Assessment of petrologic subtypes, subgroups, and pairing within CV chondrites in the US Antarctic meteorite collection

1Kevin Righter,2Ryan S. Jakubek,1Marc D. Fries,3John Schutt,2Kellye Pando,2Roger Harrington
Meteoritics & Planetary Science (in Press) Link to Article [https://doi.org/10.1111/maps.13932]
1Mailcode XI2, NASA Johnson Space Center, 2101 NASA Parkway, Houston, Texas, 77058 USA
2Jacobs, NASA Johnson Space Center, Houston, Texas, 77058 USA
3Department of Earth, Environmental, and Planetary Science, Case Western Reserve University, 10900 Euclid Ave, Cleveland, Ohio, 44106 USA
Published by arrangement with John Wiley & Sons

Carbonaceous chondrites of the Vigarano group (CV) are primitive (nearly un-metamorphosed) meteorites that provide a wealth of information about the early solar system, including constraints on chondrule formation, origin of calcium-aluminum inclusions, stability of organic compounds, and redox conditions. The US Antarctic meteorite collection contains 119 CV samples from 15 dense collection areas (DCAs) from the TransAntarctic Mountains; these samples have been assigned a preliminary classification as CVs, but not to the subgroups oxidized A, oxidized B, and reduced.
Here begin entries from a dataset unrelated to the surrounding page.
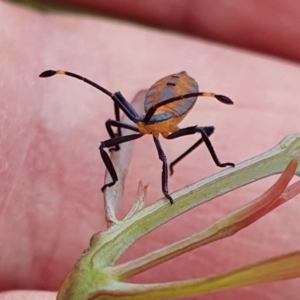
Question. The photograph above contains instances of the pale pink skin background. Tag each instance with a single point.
(50, 168)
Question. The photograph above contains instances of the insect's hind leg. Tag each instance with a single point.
(209, 130)
(113, 123)
(164, 178)
(205, 139)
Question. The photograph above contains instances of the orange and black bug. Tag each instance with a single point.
(167, 102)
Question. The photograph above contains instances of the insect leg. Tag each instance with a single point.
(164, 178)
(106, 159)
(202, 131)
(208, 130)
(112, 123)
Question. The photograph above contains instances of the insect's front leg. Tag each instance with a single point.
(106, 159)
(112, 123)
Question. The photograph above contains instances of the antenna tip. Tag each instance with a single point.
(224, 99)
(48, 73)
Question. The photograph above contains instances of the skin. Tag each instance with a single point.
(50, 168)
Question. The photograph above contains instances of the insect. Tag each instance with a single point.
(167, 102)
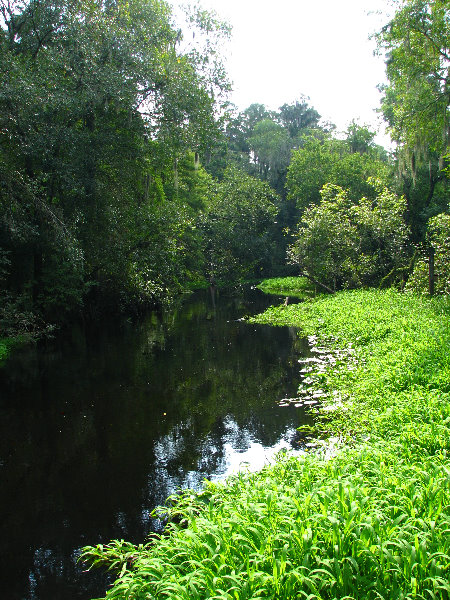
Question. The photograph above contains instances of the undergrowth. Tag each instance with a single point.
(298, 287)
(371, 522)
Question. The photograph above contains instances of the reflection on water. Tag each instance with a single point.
(98, 429)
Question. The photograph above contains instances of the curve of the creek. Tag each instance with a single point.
(99, 426)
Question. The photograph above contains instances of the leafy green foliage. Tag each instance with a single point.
(286, 286)
(102, 119)
(236, 226)
(439, 241)
(346, 163)
(341, 243)
(369, 522)
(416, 103)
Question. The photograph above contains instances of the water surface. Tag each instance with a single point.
(100, 427)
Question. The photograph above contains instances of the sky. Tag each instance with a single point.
(283, 49)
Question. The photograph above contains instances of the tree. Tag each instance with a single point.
(237, 226)
(270, 147)
(298, 116)
(100, 110)
(416, 102)
(323, 159)
(342, 243)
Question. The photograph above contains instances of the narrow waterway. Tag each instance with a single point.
(98, 429)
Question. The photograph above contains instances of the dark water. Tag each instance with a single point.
(97, 430)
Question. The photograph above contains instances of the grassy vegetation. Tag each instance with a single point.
(299, 287)
(371, 522)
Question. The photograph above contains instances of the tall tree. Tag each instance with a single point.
(98, 107)
(416, 101)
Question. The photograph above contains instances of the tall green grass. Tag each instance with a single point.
(372, 521)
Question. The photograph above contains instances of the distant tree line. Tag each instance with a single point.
(125, 175)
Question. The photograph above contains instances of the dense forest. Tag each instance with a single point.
(126, 176)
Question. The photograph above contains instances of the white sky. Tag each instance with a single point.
(281, 49)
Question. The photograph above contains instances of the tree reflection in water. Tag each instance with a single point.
(98, 429)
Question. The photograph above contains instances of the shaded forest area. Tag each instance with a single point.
(126, 176)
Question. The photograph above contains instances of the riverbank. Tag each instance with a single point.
(370, 522)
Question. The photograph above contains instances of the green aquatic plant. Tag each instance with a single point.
(298, 287)
(372, 521)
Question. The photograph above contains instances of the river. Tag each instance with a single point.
(99, 427)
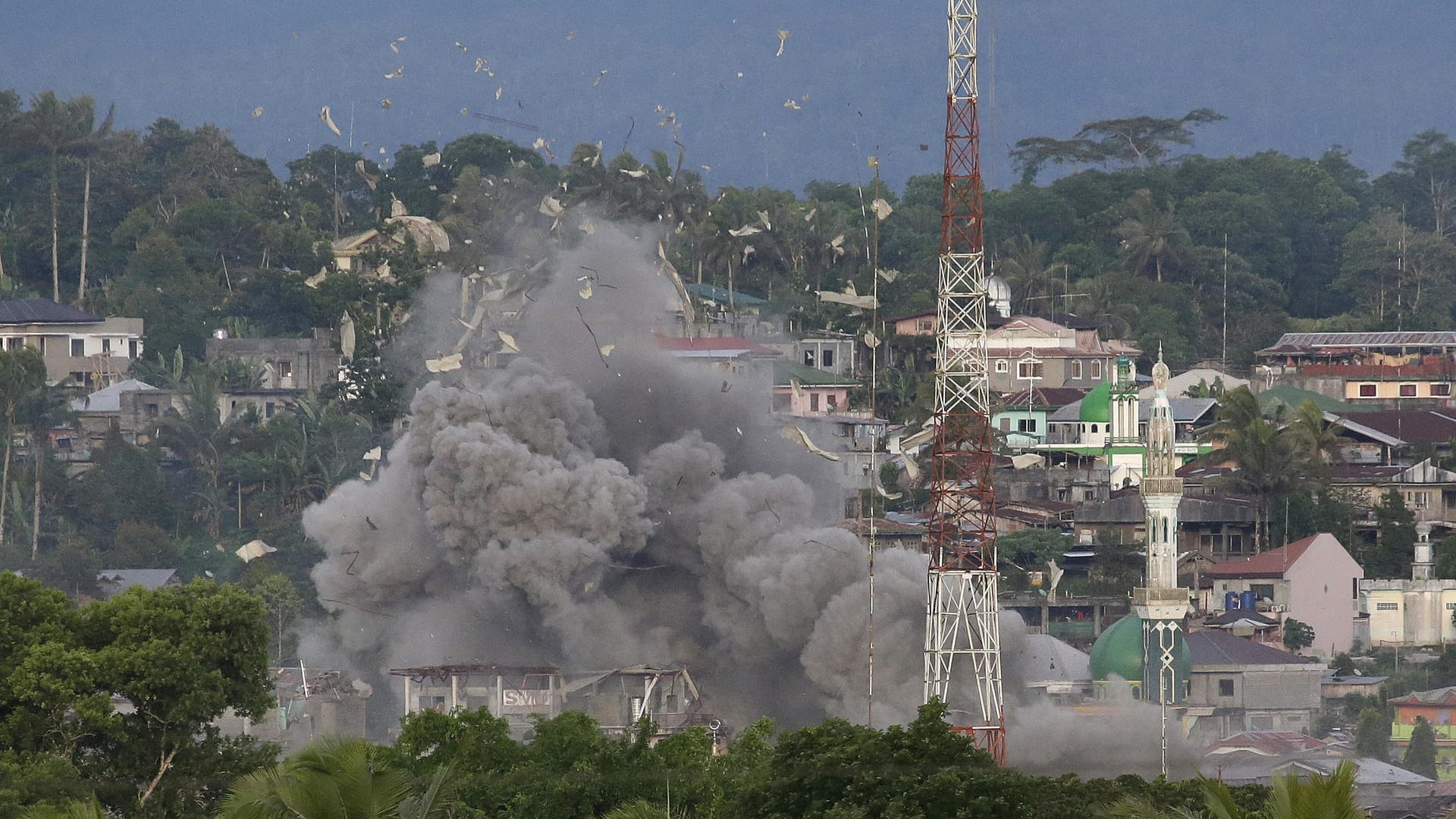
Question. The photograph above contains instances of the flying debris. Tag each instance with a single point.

Furthermore, variation in petrologic grade can be determined non-destructively using Raman spectroscopy. To update the classification of both subgroups and petrologic types in the collection, we have acquired magnetic susceptibility, metal and sulfide compositions, and Raman spectra. Overall, there are 55 oxidized A samples, 18 oxidized B samples, and 46 reduced samples. Several of the CVs are quite primitive (Lewis Cliffs Ice Tongue and MacAlpine Hills) but are also very small. Multiple pairing groups have been identified in the Miller Range (MIL), Queen Alexandra Range, and Larkman Nunatak DCAs, including all of the subgroups. In MIL 090981, there is evidence for multiple lithologies. We make suggested updates for all the samples, knowing that this information will help to better guide researchers interested in studying the CV chondrites in the US Antarctic meteorite collection.